Tocophérols: des signaux encore à interpréter
Les tocophérols – α, β et γ – ont également été inclus dans les modèles statistiques. En particulier, le β-tocophérol est apparu dans tous les modèles développés, tandis que le α-tocophérol était présent dans la plupart d’entre eux. Malgré cela, une relation linéaire et facilement interprétable n’a pas émergé entre la concentration de tocophérols et une plus ou moins grande sensibilité à l’infestation.
Cela suggère que de tels composés n’agissent probablement pas comme des signaux directs perçus par la mouche, mais plutôt comme des indicateurs d’un état métabolique plus large du fruit, lié à des processus oxydatifs, à la stabilité lipidique et, indirectement, à la formation de composés volatils. D’un point de vue d’application, les tocophérols semblent donc plus utiles comme variables de support dans les modèles multivariés que comme marqueurs autonomes de sélection.

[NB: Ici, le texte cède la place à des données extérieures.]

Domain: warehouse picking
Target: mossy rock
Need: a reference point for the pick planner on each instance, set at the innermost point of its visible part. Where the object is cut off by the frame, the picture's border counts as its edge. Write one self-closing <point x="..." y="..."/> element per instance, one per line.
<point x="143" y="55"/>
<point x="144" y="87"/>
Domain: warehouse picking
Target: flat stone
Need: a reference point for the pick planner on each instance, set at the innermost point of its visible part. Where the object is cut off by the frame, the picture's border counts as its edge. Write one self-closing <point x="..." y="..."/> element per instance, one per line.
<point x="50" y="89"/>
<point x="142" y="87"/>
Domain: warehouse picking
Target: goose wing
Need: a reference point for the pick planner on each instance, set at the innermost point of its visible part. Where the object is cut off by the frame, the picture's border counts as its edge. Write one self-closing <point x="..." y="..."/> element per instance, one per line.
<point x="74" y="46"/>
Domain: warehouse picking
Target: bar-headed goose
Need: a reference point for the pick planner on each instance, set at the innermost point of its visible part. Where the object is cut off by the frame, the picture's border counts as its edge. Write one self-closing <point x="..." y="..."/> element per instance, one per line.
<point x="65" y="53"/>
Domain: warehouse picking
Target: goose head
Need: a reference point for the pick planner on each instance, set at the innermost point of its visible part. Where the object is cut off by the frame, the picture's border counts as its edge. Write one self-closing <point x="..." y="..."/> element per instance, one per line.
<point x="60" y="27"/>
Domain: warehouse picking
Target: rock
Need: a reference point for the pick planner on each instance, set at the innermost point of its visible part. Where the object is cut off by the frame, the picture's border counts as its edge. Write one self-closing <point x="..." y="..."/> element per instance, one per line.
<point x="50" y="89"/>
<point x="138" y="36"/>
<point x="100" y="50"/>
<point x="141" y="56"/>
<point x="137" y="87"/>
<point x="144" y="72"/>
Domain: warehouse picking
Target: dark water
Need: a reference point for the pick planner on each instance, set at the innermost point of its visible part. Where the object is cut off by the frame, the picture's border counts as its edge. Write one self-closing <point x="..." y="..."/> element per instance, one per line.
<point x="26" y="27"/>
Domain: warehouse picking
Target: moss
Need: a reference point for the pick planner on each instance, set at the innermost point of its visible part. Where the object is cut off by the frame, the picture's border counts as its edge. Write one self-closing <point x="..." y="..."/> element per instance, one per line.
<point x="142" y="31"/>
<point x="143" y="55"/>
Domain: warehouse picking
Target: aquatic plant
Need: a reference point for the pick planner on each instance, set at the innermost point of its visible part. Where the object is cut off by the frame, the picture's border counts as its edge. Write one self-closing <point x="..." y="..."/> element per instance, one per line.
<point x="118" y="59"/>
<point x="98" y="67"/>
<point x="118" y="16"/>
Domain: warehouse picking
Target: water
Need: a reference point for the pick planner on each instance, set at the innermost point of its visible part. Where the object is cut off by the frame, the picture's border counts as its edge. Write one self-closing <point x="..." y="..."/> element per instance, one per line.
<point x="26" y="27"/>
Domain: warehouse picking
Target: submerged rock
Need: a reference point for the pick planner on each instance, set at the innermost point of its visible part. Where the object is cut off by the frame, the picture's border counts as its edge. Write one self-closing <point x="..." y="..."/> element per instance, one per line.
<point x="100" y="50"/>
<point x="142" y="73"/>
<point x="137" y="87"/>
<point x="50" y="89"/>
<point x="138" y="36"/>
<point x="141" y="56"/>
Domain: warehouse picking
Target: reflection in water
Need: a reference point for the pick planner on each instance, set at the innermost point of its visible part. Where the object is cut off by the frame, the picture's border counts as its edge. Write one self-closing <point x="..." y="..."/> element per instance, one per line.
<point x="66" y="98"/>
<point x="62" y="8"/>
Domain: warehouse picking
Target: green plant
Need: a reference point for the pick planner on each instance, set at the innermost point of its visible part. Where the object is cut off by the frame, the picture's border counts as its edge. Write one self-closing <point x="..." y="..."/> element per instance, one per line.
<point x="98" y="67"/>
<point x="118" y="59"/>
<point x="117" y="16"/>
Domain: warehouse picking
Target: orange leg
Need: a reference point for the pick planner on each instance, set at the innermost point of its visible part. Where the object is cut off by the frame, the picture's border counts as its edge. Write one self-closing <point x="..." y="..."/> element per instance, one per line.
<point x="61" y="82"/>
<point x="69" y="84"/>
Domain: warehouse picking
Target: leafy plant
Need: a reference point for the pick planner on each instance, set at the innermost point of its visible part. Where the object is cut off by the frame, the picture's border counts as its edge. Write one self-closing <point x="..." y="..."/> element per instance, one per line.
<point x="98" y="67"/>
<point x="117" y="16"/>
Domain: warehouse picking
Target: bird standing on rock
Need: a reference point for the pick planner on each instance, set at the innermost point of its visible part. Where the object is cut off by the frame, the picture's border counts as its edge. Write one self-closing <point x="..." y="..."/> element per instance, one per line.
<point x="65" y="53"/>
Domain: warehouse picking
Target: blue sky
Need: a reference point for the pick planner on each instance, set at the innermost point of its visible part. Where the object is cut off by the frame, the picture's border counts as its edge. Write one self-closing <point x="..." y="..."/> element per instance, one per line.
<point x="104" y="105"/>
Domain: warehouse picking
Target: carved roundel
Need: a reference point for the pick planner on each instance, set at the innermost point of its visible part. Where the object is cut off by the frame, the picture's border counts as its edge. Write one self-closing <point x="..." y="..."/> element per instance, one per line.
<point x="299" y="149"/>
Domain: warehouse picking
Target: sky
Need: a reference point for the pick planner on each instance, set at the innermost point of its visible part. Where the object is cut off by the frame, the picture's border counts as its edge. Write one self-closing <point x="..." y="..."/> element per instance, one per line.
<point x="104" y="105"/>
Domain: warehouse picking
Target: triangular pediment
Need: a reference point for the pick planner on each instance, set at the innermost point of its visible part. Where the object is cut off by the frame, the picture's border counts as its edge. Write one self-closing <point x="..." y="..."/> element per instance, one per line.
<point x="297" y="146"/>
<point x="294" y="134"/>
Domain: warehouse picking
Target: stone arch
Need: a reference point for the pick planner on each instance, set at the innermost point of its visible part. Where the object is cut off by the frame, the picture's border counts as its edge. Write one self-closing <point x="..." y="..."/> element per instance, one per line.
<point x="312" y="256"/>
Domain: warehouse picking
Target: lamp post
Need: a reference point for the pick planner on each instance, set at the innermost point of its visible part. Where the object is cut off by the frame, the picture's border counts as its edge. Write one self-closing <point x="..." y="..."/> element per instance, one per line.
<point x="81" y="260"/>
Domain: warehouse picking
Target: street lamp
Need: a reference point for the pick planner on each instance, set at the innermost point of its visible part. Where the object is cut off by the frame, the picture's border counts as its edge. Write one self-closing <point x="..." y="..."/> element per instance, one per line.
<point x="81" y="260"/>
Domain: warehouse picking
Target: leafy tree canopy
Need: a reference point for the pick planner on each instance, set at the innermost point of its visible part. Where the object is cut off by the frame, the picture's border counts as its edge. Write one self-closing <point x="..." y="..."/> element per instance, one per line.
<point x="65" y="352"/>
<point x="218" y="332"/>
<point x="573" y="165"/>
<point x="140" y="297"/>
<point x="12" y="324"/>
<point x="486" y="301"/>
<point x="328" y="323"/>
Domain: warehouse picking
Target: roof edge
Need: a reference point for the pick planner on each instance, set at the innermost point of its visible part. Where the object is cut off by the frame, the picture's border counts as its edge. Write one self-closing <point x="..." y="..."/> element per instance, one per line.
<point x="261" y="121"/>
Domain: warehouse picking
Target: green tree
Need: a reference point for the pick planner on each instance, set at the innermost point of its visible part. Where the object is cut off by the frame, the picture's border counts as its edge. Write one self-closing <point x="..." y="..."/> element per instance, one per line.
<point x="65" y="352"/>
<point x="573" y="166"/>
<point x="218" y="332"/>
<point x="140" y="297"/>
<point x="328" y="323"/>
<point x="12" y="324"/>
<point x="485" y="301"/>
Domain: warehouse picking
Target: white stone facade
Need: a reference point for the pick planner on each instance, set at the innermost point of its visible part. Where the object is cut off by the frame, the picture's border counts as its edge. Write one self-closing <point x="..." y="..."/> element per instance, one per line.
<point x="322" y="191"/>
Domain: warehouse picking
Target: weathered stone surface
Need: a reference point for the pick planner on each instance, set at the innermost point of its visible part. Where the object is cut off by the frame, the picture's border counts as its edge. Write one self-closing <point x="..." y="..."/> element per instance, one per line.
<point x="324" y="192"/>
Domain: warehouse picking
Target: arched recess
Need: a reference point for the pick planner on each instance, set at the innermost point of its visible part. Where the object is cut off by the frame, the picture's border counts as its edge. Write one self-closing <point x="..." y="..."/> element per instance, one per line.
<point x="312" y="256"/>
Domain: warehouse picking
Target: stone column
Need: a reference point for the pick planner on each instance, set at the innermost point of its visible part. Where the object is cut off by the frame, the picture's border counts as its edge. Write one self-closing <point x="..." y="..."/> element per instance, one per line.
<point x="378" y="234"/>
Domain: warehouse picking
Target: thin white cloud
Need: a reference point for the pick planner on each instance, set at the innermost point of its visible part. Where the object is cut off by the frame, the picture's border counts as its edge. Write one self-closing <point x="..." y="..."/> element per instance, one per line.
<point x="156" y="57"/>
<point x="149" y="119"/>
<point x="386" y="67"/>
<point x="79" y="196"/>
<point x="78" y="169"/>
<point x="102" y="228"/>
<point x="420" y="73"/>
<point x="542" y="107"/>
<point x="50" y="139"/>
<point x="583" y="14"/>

Implications pour l’amélioration génétique
Cependant, il reste essentiel de valider ces résultats sur un plus grand nombre de génotypes, dans différents environnements pédoclimatiques et à différents stades de maturation des fruits. Ce n’est qu’ainsi qu’il sera possible de transformer les marqueurs biochimiques identifiés en outils vraiment robustes pour la sélection variétale.
Conclusions
L’étude confirme que le comportement d’ovidéposition des bactéries oléae est fortement influencé par le profil chimique des drupes saines et que les COV représentent le groupe de composés ayant le plus grand pouvoir explicatif. Plus que la quantité totale de substances émises, c’est la nature des composés individuels et leurs interactions qui déterminent l’attraction ou la répulsivité. Dans cette perspective, la chimie du fruit n’est pas seulement une conséquence de la physiologie variétale, mais un véritable outil de défense passive et de sélection génétique, avec des répercussions potentielles pertinentes pour une oléiculture plus durable et plus résiliente.